Em comunicado, a AdC diz que o negócio “não é susceptível de criar entraves significativos à concorrência efectiva nos mercados da aquisição de leite cru, em Portugal Continental, cuja exacta definição é deixada em aberto, da produção e comercialização de leite UHT, cuja exacta delimitação geográfica é deixada em aberto, e da produção e comercialização de natas, cuja exacta delimitação geográfica é também deixada em aberto”.

Os principais operadores da grande distribuição têm investido cada vez mais na área da produção, criando clubes e organizando fornecedores que têm de cumprir regras específicas.
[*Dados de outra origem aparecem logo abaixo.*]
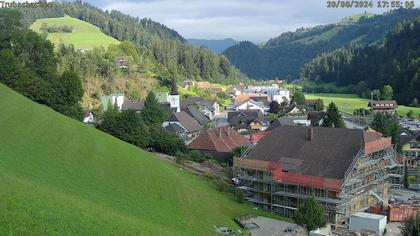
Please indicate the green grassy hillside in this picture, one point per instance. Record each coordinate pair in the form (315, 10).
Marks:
(84, 35)
(62, 177)
(350, 102)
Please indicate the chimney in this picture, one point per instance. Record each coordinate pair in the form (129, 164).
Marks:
(310, 134)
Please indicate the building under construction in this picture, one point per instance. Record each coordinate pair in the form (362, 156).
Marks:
(345, 170)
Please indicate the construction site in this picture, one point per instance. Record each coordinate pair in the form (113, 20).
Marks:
(346, 171)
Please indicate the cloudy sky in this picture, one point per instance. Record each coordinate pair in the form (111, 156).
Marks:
(254, 20)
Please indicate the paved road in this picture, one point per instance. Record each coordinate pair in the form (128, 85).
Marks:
(270, 227)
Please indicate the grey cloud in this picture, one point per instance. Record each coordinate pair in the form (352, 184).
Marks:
(255, 20)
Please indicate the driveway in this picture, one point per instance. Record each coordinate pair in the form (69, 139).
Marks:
(271, 227)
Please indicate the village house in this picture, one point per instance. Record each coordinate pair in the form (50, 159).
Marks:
(207, 106)
(345, 170)
(219, 142)
(251, 105)
(195, 113)
(136, 106)
(246, 120)
(254, 96)
(185, 126)
(310, 104)
(411, 151)
(186, 84)
(383, 106)
(316, 118)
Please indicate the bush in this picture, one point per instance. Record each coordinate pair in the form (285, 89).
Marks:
(240, 197)
(222, 185)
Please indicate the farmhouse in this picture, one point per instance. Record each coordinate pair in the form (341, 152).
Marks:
(246, 120)
(384, 106)
(219, 142)
(345, 170)
(183, 125)
(251, 105)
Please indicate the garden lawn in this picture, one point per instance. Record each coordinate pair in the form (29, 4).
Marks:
(59, 176)
(83, 36)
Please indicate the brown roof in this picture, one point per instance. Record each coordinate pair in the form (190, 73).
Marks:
(132, 105)
(219, 139)
(253, 96)
(186, 120)
(329, 153)
(383, 104)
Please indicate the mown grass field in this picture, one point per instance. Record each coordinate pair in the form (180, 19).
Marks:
(59, 176)
(349, 102)
(84, 35)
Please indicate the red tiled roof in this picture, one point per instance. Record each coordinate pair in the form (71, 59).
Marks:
(223, 139)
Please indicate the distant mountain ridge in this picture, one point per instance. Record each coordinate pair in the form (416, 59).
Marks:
(283, 56)
(216, 45)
A Jerónimo Martins há muito que tem planos para investir directamente na agricultura e, em 2009, fez um acordo com a Serraleite para reforçar a produção. A cooperativa é um dos principais fornecedores da cadeia de supermercados Pingo Doce e, na altura, Pedro Soares do Santos, presidente executivo, admitiu que a sua visão para o projecto conjunto era criar uma “Lactogal II”, empresa que detém a marca Mimosa e domina o mercado do leite. Mais tarde, em 2012, o grupo justificou a entrada neste sector “com a necessidade de proteger as fontes de abastecimento”.

Durante a apresentação dos resultados financeiros de 2014, há pouco mais de uma semana, Pedro Soares dos Santos voltou a frisar que a intenção da empresa é investir noutros negócios do sector agrícola, nomeadamente no peixe e na carne. A Jerónimo Martins Agroalimentar é uma sub-holding e “tem de crescer”. “Não foi criada para uma fábrica de leite”, disse, não querendo avançar mais detalhes sobre novos investimentos. “Tenho muita coisa em vista, mas fica só para mim”, acrescentou.
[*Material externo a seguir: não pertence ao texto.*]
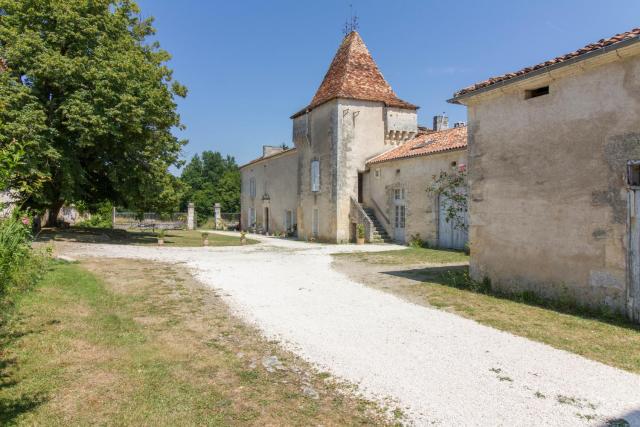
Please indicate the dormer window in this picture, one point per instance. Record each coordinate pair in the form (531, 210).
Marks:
(534, 93)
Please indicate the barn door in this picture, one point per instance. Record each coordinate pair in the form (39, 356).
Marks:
(634, 255)
(450, 234)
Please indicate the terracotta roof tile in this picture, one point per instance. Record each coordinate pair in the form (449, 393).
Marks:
(600, 44)
(353, 74)
(278, 154)
(426, 143)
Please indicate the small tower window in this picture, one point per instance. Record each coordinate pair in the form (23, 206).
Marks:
(534, 93)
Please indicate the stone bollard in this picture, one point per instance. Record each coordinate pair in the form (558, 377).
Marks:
(191, 217)
(217, 216)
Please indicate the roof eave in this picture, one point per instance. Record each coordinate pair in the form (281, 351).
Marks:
(433, 153)
(308, 108)
(543, 70)
(273, 156)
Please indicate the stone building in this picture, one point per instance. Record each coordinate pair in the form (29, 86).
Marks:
(554, 173)
(322, 188)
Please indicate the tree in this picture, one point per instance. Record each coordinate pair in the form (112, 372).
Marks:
(211, 178)
(22, 146)
(103, 99)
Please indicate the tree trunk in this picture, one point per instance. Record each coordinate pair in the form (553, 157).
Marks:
(54, 210)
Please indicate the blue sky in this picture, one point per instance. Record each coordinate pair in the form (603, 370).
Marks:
(249, 65)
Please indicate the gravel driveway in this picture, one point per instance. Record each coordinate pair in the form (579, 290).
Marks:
(443, 369)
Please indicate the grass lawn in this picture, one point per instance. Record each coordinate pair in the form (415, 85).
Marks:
(408, 256)
(131, 343)
(178, 238)
(605, 338)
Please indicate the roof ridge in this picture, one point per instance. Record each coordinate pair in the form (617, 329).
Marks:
(354, 74)
(591, 47)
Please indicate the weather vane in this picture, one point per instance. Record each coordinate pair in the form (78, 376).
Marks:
(352, 23)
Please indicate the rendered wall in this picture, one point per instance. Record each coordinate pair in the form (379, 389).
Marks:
(548, 206)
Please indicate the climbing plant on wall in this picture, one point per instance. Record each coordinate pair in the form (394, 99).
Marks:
(452, 186)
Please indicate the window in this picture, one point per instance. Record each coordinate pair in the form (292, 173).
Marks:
(533, 93)
(315, 175)
(288, 220)
(633, 173)
(252, 188)
(400, 216)
(315, 222)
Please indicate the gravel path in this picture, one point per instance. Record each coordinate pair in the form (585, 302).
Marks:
(442, 368)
A compra por trespasse da fábrica da Serraleite (que inclui os seus trabalhadores) permite à Jerónimo Martins gerir a operação de transformação de leite até a nova fábrica estar pronta, o que deverá acontecer no primeiro trimestre de 2017. O grupo vai investir 40 milhões de euros no aumento da capacidade produtiva de leite UHT, manteiga e natas e garante que “o escoamento da produção leiteira dos actuais associados da cooperativa estará assegurado”. A Serraleite também vai ter uma participação no capital da Jerónimo Martins Lacticínios.

A cooperativa recolhe anualmente 20 milhões de litros na região do Alentejo, o que equivale a 1% do total da recolha nacional.